As an example, your Contract has two properties for the Carrier: i.e. CarrierId (integer) and Carrier (reference). Simultaneously, your Carrier object contains a list of all the contract that reference it (i.e. ICollection<Contract> Contracts). All your view layer is doing is updating the Contract.Carrier property. It's not updating the Contract.CarrierId property, and it's certainly not removing the carrier from whatever Contracts.Carrier list it's in and moving it to a new one when the user changes the contract carrier.

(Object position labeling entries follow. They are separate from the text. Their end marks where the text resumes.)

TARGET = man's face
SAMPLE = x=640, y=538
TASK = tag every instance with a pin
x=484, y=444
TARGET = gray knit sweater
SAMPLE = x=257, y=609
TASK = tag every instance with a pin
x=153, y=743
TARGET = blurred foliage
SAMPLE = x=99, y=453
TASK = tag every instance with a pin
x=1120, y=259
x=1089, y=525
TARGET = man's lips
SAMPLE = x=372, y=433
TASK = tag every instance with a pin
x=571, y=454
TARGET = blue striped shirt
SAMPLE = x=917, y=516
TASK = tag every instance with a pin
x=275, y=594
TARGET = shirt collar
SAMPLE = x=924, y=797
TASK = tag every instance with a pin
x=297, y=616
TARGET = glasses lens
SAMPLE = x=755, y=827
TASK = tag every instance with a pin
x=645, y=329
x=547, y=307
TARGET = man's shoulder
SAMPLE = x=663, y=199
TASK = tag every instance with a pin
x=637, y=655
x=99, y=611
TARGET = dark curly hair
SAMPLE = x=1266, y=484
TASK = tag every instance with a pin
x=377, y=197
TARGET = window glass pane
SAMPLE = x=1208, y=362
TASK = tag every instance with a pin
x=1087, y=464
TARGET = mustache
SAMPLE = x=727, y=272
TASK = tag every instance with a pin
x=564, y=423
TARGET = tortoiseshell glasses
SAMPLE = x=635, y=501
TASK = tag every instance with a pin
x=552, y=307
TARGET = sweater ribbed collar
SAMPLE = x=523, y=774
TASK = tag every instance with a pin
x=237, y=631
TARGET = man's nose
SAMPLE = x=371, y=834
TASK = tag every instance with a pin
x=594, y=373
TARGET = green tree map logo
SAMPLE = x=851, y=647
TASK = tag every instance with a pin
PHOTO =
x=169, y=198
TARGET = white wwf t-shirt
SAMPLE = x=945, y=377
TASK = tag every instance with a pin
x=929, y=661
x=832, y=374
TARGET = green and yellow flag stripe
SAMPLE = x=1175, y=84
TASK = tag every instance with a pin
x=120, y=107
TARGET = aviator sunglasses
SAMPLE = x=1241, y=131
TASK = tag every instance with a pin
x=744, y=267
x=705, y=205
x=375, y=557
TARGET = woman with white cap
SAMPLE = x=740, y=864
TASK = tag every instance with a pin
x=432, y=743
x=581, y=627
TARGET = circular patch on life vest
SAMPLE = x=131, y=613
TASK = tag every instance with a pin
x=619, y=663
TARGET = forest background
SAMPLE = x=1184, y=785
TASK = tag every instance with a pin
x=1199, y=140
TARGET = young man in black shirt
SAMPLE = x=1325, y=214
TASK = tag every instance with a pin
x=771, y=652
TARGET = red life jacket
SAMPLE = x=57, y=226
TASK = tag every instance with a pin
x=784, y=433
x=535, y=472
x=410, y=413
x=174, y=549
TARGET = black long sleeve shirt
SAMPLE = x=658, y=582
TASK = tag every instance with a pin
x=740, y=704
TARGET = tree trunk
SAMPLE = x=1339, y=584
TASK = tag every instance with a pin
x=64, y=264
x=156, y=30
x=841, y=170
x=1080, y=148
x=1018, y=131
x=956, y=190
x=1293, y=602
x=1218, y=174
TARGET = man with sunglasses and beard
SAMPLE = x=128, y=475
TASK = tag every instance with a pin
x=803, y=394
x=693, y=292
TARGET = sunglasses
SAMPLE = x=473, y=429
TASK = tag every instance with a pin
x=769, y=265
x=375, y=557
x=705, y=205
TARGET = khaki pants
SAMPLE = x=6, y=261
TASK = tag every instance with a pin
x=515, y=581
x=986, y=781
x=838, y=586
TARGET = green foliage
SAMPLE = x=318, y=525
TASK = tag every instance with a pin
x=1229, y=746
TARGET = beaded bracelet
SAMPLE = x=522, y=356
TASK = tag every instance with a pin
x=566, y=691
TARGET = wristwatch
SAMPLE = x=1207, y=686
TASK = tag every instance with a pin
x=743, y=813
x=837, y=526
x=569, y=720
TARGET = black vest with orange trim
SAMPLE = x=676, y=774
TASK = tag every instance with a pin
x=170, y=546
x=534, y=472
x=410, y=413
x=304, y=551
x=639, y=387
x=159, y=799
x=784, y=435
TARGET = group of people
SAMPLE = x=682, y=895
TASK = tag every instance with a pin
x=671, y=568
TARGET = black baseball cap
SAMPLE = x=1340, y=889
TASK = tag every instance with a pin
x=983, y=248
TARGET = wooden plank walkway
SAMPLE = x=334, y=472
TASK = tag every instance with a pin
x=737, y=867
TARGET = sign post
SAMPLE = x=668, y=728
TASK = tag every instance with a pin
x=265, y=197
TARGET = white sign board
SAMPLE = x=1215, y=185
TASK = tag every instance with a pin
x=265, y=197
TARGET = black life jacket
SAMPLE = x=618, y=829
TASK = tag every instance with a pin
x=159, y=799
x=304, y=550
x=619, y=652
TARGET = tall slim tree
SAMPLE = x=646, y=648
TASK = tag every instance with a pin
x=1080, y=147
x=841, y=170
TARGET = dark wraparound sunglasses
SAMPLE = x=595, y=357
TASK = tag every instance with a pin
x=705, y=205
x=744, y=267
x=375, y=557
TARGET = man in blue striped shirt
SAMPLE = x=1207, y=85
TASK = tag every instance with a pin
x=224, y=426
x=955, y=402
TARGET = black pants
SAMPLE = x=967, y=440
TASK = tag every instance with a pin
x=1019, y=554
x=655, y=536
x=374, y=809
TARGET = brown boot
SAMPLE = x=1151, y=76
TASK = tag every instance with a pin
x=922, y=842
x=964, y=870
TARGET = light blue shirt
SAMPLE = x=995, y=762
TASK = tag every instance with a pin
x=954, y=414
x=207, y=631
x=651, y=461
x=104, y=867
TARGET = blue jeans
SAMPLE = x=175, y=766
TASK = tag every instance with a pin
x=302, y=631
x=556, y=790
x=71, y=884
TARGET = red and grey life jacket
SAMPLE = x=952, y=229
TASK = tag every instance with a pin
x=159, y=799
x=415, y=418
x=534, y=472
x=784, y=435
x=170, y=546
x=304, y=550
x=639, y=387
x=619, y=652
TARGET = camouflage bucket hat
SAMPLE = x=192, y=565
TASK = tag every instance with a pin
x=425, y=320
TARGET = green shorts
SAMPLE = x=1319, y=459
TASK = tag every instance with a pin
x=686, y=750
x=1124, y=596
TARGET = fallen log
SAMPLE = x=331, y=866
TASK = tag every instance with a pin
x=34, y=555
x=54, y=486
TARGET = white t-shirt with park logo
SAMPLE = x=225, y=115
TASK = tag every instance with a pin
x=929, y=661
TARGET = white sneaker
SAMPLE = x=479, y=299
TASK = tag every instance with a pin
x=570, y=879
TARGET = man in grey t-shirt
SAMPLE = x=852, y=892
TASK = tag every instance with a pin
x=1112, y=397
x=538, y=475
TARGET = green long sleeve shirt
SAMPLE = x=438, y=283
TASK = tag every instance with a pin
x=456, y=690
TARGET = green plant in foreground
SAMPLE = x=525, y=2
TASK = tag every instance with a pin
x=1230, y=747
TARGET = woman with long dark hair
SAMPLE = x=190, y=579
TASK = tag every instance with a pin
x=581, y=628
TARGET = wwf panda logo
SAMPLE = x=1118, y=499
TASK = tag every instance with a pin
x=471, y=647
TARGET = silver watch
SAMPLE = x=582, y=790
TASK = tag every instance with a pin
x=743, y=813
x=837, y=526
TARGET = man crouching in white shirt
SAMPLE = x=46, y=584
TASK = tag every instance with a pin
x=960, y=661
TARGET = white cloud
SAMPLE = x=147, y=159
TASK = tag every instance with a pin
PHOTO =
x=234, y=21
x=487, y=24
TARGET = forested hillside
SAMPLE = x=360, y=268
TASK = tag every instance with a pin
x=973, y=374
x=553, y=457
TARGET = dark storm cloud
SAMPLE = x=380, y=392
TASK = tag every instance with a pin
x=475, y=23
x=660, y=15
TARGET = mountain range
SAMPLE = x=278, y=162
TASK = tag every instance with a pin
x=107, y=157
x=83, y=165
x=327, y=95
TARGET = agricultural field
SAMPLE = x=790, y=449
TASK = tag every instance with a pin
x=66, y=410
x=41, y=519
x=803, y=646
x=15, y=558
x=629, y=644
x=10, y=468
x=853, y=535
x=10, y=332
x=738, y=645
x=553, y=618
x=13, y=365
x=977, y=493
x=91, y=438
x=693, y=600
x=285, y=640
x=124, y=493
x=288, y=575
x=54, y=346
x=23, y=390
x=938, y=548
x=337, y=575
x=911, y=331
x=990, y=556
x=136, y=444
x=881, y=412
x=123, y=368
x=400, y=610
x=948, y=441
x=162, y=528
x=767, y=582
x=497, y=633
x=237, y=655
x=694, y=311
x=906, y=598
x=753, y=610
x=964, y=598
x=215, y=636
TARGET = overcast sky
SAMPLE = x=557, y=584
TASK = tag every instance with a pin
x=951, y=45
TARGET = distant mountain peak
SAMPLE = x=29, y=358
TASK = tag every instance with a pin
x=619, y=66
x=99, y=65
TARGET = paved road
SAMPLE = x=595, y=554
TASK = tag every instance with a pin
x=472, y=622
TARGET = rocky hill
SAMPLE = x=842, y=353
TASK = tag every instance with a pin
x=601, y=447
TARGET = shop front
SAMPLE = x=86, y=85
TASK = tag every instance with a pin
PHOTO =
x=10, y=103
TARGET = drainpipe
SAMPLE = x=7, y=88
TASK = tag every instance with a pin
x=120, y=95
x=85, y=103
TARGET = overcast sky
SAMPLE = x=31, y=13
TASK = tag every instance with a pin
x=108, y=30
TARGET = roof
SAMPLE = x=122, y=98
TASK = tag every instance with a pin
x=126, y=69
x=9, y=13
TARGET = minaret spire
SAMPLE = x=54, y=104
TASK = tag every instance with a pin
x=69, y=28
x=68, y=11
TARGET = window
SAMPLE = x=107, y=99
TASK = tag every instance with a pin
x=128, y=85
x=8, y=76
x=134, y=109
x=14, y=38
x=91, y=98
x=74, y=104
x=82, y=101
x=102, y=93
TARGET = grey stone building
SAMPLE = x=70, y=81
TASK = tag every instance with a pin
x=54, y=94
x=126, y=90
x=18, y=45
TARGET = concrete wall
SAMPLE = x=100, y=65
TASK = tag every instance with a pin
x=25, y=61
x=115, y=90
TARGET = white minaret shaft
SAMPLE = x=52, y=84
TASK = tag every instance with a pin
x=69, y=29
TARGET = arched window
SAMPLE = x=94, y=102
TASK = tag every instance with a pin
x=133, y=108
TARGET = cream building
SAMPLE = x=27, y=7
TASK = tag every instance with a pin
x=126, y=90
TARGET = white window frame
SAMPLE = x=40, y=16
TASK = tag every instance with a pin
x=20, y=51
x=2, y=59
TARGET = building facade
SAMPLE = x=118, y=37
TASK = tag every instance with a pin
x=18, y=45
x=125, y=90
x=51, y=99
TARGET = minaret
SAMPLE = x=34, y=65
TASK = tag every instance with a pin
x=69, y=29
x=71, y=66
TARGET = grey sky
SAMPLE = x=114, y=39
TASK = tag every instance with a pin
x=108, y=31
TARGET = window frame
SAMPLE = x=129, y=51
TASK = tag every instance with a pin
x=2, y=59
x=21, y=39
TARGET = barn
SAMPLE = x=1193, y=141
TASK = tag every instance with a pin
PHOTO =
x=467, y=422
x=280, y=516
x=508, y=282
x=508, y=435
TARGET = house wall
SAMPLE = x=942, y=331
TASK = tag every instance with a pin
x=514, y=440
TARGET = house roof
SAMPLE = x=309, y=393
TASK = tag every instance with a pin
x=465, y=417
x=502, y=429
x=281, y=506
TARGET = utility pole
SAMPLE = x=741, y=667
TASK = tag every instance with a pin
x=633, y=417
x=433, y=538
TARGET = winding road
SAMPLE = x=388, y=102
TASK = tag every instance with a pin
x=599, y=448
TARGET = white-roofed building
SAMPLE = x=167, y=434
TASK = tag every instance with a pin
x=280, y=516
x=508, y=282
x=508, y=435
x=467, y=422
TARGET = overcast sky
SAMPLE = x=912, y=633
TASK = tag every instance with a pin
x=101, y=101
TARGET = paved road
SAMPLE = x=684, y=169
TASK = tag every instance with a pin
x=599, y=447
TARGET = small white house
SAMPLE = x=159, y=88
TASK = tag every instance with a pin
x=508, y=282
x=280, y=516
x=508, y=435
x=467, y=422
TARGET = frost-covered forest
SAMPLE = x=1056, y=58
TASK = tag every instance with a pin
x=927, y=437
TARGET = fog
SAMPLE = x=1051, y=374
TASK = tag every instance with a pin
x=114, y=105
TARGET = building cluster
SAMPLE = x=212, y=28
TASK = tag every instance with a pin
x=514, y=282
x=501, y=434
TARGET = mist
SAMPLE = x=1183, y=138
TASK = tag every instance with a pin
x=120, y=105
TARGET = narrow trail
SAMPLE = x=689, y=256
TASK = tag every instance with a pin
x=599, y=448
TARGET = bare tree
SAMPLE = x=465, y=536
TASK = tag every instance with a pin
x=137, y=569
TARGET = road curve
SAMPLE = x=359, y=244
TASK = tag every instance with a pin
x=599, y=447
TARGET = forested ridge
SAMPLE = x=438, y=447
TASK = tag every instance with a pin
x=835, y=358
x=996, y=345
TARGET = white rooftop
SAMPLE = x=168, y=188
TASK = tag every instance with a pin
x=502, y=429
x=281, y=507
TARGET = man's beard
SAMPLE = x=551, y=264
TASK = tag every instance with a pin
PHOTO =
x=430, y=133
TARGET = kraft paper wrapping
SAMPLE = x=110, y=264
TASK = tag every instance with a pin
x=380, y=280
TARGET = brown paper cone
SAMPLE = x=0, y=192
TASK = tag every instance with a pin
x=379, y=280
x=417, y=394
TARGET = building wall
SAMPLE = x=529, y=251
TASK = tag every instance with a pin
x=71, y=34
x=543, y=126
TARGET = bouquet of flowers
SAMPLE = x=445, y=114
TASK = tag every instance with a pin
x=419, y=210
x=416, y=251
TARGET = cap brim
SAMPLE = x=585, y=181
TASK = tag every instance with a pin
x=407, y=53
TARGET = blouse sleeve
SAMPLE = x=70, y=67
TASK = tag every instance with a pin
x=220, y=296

In MVVM, your Contract and Carrier classes would typically have corresponding ContractViewModel and CarrierViewModel classes that would perform this work in the background (or rather, delegate it down to the model layer to do itself) whenever a carrier property changes. It's possible to cheat, and set your ids/rebuild your lists etc when you go to save everything back into the database, but this can have severe performance implications, because your ORM won't understand what you've actually done and will simply interpret it as meaning your entire database has changed every time you go to save.
Again, this is very dependent not only on which ORM you are using, but also how you've configured it. The overall principle though remains the same, and it will propbably rear its ugly head sooner or later. The data in your model layer is in a format that's convenient for your database serialization, whereas your view layer typically needs a format better suited to its own requirements. In MVVM, the ViewModel is the glue that binds these two together.